Now, we want to plot the data in PC coordinates. In general, this means combining the PC coordinates with the original dataset, so we can color points by categorical variables present in the original data but removed for the PCA. We do this with the `augment()`

function from broom, which takes as arguments the fitted model and the original data. The columns containing the fitted coordinates are called `.fittedPC1`

, `.fittedPC2`

, etc.

```
pca_fit %>%
augment(biopsy) %>% # add original dataset back in
ggplot(aes(.fittedPC1, .fittedPC2, color = outcome)) +
geom_point(size = 1.5) +
scale_color_manual(
values = c(malignant = "#D55E00", benign = "#0072B2")
) +
theme_half_open(12) + background_grid()
```

## Look at the data in PC coordinates

Next, we plot the rotation matrix.

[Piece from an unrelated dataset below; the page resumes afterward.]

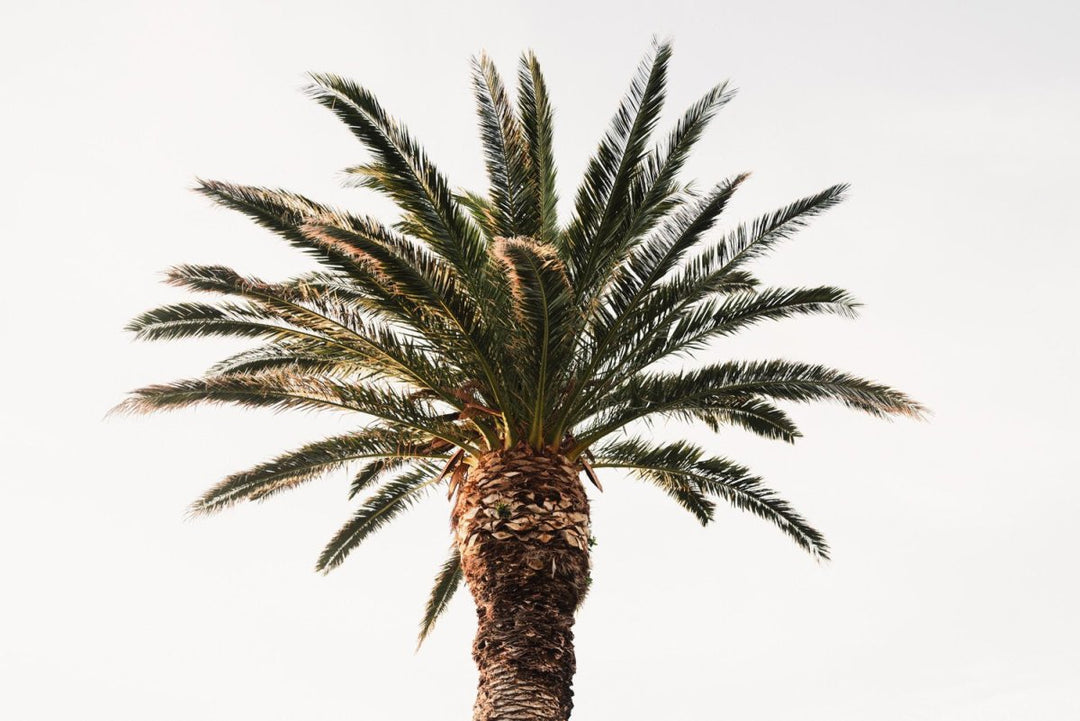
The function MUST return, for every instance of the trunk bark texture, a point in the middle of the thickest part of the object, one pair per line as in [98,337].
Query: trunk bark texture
[522,527]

The rotation matrix is stored as `pca_fit$rotation`

, but here we’ll extract it using the `tidy()`

function from broom. When applied to `prcomp`

objects, the `tidy()`

function takes an additional argument `matrix`

, which we set to `matrix = "rotation"`

to extract the rotation matrix.

```
# extract rotation matrix
pca_fit %>%
tidy(matrix = "rotation")
```

```
# # A tibble: 81 x 3
# column PC value
# <chr> <dbl> <dbl>
# 1 clump_thickness 1 -0.302
# 2 clump_thickness 2 -0.141
# 3 clump_thickness 3 0.866
# 4 clump_thickness 4 -0.108
# 5 clump_thickness 5 0.0803
# 6 clump_thickness 6 -0.243
# 7 clump_thickness 7 -0.00852
# 8 clump_thickness 8 0.248
# 9 clump_thickness 9 -0.00275
# 10 uniform_cell_size 1 -0.381
# # … with 71 more rows
```

Now in the context of a plot:

```
# define arrow style for plotting
arrow_style <- arrow(
angle = 20, ends = "first", type = "closed", length = grid::unit(8, "pt")
)
# plot rotation matrix
pca_fit %>%
tidy(matrix = "rotation") %>%
pivot_wider(names_from = "PC", names_prefix = "PC", values_from = "value") %>%
ggplot(aes(PC1, PC2)) +
geom_segment(xend = 0, yend = 0, arrow = arrow_style) +
geom_text(
aes(label = column),
hjust = 1, nudge_x = -0.02,
color = "#904C2F"
) +
xlim(-1.25, .5) + ylim(-.5, 1) +
coord_fixed() + # fix aspect ratio to 1:1
theme_minimal_grid(12)
```

## Look at the variance explained by each PC

Finally, we’ll plot the variance explained by each PC. We can again extract this information using the `tidy()`

function from broom, now by setting the `matrix`

argument to `matrix = "eigenvalues"`

.

```
pca_fit %>%
tidy(matrix = "eigenvalues")
```

```
# # A tibble: 9 x 4
# PC std.dev percent cumulative
# <dbl> <dbl> <dbl> <dbl>
# 1 1 2.43 0.656 0.656
# 2 2 0.881 0.0862 0.742
# 3 3 0.734 0.0599 0.802
# 4 4 0.678 0.0511 0.853
# 5 5 0.617 0.0422 0.895
# 6 6 0.549 0.0335 0.928
# 7 7 0.543 0.0327 0.961
# 8 8 0.511 0.0290 0.990
# 9 9 0.297 0.00982 1
```

Now in the context of a plot.

```
pca_fit %>%
tidy(matrix = "eigenvalues") %>%
ggplot(aes(PC, percent)) +
geom_col(fill = "#56B4E9", alpha = 0.8) +
scale_x_continuous(breaks = 1:9) +
scale_y_continuous(
labels = scales::percent_format(),
expand = expansion(mult = c(0, 0.01))
) +
theme_minimal_hgrid(12)
```

The first component captures 65% of the variation in the data and, as we can see from the first plot in this post, nicely separates the benign samples from the malignant samples.